21 Meter hoch ragen die ersten tragenden Teile des Werks am Rendsburg Port.

von
erstellt am 10.Okt.2013 | 11:22 Uhr

Die Größenordnung, die die Produktionshalle der Firmengruppe Max Bögl einmal haben wird, lässt sich langsam erahnen. Nach Abschluss der Erdarbeiten werden zurzeit 80 Köcherfundamente für die Aufnahme von Fertigteilstützen hergestellt. 21 Meter hoch ragen die ersten aufgestellten Stützen, die ein Gewicht von 30 Tonnen haben, in den Himmel. Im Anschluss wird laut Bögl-Sprecher Jürgen Kotzbauer die Montage der Dachbinder aus Betonfertigteilen erfolgen. Das Rohbauskelett der Halle soll Ende des Jahres fertig sein. Anfang kommenden Jahres beginnen dann die Arbeiten für das Bürogebäude. Die Bauwerke, die zwischen der Straße „Am Kamp“ und dem Schwerlasthafen Rendsburg Port am Nord-Ostsee-Kanal liegen, werden eine Gesamtlänge von 277 Metern haben.
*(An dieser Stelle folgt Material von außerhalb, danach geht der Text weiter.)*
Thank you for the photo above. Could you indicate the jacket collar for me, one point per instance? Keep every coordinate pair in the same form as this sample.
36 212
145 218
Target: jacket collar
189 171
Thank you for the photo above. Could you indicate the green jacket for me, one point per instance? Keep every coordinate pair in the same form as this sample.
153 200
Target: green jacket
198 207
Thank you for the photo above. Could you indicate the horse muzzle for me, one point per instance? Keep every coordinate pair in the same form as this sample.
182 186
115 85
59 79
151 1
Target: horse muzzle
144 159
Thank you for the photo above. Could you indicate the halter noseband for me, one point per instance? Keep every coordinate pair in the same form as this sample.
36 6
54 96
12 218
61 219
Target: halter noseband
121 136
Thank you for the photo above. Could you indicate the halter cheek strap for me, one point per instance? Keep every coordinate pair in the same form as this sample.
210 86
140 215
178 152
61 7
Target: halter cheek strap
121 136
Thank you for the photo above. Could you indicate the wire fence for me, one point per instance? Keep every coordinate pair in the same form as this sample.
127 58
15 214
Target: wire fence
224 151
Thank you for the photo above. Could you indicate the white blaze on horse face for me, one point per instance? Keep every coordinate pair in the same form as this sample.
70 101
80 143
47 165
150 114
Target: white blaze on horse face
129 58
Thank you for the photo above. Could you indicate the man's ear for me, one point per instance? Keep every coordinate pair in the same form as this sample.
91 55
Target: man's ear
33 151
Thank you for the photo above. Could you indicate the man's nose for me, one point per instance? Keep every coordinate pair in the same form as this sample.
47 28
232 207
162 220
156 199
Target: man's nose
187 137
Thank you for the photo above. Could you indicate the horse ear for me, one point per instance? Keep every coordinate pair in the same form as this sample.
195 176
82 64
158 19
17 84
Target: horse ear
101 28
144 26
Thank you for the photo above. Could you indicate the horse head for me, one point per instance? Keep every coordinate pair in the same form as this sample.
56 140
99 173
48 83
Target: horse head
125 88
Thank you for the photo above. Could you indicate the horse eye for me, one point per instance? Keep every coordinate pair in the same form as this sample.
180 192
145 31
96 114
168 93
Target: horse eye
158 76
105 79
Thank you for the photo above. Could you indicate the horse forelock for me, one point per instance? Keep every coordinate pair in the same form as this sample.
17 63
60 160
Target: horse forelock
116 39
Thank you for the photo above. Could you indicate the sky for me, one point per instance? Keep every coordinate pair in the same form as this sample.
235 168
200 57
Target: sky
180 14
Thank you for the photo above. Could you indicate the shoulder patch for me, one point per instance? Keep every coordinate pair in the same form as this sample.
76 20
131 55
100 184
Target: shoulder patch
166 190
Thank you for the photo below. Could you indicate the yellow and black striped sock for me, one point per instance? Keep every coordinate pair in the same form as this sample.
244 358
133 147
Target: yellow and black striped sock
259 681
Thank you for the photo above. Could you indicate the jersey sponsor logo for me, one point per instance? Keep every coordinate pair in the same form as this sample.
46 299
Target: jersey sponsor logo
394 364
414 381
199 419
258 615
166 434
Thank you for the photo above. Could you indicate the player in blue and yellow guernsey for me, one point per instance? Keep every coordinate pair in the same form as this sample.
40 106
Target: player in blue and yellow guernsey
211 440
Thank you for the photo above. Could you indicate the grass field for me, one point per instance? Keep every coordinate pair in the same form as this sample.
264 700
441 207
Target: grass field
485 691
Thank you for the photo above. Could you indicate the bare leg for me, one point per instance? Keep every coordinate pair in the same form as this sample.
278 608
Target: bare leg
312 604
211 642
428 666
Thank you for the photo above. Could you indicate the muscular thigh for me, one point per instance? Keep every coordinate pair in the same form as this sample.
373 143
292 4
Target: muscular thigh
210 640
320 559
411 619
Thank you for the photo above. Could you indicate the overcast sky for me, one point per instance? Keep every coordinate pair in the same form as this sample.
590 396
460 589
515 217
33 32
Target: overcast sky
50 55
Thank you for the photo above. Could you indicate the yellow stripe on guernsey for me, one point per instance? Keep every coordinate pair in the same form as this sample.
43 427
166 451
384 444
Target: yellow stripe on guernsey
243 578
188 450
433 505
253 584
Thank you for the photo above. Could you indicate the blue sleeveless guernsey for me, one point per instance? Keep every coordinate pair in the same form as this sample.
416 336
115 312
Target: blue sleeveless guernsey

Den genauen Fertigstellungstermin werde das Unternehmen zur gegebenen Zeit mitteilen, sagte Kotzbauer.

Das neue Werk ist für einen Kapazität von 200 Hybridtürmen für Windkraftanlagen pro Jahr ausgelegt. Die Firmengruppe Max Bögl schafft mit ihrer Neuansiedlung nach eigenen Angaben rund 200 Arbeitsplätze.